I've been grinding my brain at this problem because I am trying to figure out if the product of two rational numbers is always, never, or sometimes rational. a rational number would either have to terminate, or be infinitely periodic, so i would say that the product of two rational numbers is always rational, but i can't say this for sure :(

 

[whozum]

I can't prove it, but its true.

 

[abbeyofthelema]

coolio

well thank you, is there any particular reason that you believe it to be true?

 

[Galileo]

I've been grinding my brain at this problem because I am trying to figure out if the product of two rational numbers is always, never, or sometimes rational. a rational number would either have to terminate, or be infinitely periodic, so i would say that the product of two rational numbers is always rational, but i can't say this for sure :(

Simply use the definition of a rational number.

A rational number can be written in the form:

\frac{a}{b},
with a and b integers and b not equal to zero.

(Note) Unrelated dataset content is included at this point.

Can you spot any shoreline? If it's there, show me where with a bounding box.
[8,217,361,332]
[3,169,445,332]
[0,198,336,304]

Suppose you have two rational numbers. Compute their product (and their sum while you're at it). Is the result again of the above form?

 

[Data]

Yes. If you want to try to prove something, then 100% of the time your best bet for a first step is to write down the definitions of the things you're working with

The fact that rationals happen to be the set of all reals with periodic limiting behaviour in their decimal representations is a derived property. The definition of a rational number is just that it can be represented as a quotient of integers.

 

[abbeyofthelema]

definitely

that's great. so then the product of two rational numbers must always be rational :)

 

[danne89]

Def:
\frac{a}{b} ~ , ~ ~ a, b \in \mathbb{N}
It's easy to see that a product of two natrual number must be natrual, thus
\frac{a}{b} ~ * \frac {c}{d} ~ = ~ \frac{ac}{bd}, ~ ~ a, b, c, d \in \mathbb{N}
Setting ac to a and bd to b in the def. finish the proof.